Sir Anselm remembered the great golden King, his friend of the dice tables and the gay gallant of the streets. The man who had once said, “My body aches as if it will never stop of late.” The man of wild remarks, shifting gazes and rapid suspicions. So many rose and fell. And there were always the sharp waiting eyes of the Woodville woman whom he had lifted into the light.
“I have been honest with you, Madam, for you seem a woman of sense. These outbursts must stop. They do you and your cause no good. Is that understood?”
Katherine nodded. Could it be that he was going to help?
“Lord James has an illness of the mind and spirit.

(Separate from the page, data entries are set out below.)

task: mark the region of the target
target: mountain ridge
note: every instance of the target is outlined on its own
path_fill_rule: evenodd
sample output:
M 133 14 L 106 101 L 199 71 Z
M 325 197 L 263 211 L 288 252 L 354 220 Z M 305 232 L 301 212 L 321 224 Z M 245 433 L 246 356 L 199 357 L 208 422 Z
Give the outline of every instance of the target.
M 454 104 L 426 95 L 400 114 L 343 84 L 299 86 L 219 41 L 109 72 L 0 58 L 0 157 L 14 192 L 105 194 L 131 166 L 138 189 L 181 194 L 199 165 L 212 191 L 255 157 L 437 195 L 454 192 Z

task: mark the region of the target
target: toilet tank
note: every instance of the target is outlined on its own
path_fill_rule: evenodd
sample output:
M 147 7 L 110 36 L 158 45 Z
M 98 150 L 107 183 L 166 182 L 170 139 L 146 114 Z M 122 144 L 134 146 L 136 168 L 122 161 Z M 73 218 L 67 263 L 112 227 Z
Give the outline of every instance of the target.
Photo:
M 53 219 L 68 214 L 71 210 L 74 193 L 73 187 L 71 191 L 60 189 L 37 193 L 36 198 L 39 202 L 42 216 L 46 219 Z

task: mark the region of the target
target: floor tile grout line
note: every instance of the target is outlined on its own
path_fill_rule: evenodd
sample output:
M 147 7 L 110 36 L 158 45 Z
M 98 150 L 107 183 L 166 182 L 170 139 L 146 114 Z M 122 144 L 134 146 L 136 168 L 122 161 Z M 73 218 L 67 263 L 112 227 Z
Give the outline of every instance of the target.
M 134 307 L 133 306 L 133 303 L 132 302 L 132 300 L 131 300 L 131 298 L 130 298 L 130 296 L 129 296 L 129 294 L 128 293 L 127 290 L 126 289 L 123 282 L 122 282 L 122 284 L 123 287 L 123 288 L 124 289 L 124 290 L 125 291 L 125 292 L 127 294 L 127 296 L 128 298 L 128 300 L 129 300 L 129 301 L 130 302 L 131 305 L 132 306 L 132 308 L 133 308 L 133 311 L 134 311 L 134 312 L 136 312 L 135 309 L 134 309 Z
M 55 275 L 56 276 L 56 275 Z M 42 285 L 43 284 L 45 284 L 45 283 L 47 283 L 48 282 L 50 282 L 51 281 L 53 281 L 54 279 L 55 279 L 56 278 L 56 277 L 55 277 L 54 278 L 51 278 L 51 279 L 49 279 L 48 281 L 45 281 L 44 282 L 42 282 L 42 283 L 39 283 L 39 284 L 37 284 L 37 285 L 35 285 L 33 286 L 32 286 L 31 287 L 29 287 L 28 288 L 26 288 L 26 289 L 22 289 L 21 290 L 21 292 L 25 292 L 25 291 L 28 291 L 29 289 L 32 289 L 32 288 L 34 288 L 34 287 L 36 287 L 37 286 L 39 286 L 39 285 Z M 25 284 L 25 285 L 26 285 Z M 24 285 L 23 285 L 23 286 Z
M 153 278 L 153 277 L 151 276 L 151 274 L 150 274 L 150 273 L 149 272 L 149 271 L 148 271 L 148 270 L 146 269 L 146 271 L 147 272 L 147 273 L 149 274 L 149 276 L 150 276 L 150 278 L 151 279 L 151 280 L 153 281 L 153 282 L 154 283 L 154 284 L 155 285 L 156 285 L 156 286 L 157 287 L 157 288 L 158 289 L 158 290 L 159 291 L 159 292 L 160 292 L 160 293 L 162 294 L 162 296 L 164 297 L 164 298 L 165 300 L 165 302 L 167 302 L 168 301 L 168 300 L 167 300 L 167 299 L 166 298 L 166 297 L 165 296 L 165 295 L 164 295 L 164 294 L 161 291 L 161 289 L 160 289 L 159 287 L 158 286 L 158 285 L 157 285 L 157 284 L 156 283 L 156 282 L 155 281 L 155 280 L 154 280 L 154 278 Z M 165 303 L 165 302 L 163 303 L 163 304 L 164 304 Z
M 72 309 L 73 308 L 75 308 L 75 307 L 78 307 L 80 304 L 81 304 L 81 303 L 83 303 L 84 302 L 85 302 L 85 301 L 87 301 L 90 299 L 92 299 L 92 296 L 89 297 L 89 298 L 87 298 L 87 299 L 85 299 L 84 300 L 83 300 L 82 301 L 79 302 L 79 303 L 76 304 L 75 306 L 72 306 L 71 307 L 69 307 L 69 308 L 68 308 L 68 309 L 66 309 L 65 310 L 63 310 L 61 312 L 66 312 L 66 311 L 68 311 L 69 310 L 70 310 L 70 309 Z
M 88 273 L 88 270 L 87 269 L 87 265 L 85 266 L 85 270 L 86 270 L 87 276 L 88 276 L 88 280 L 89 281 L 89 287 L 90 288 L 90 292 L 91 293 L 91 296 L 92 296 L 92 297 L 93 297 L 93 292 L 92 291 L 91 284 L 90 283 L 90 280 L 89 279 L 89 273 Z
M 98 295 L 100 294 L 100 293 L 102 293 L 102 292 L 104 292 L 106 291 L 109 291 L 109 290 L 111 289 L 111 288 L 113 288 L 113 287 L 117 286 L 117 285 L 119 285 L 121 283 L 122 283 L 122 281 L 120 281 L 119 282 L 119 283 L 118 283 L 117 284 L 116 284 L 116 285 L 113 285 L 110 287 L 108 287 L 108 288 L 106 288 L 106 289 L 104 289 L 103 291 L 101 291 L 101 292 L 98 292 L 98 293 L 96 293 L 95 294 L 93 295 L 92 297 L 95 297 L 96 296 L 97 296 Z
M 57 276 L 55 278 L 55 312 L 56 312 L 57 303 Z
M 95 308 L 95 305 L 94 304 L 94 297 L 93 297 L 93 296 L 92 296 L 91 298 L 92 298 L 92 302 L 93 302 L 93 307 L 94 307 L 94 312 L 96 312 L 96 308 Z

He is experiencing deep melancholia, a spiritual deprivation of some sort.” He paused, fingering his beard, and thought back to a time when he had seen a bare dead body, dead only minutes, it had seemed, with a great healed scar along one side and over the back. Later, under the cover of night, he had explored it with the knife under several layers of flesh and muscle. Purulent matter had been disgorged by the cupful. He said as much aloud now, adding, “Perhaps there is such in his mind. I do not know. You say that he is always reticent?”
“About his past life, yes.” Katherine would not give him the details, even the few she knew. What good could it do?
Brother Martin was intrigued. “There is an illness that sometimes comes upon those in the monasteries and convents. Sadness, loneliness, an uncaring melancholia, despair beyond all comfort. Accidia, it is called. It leaves as it comes and sometimes it never leaves.”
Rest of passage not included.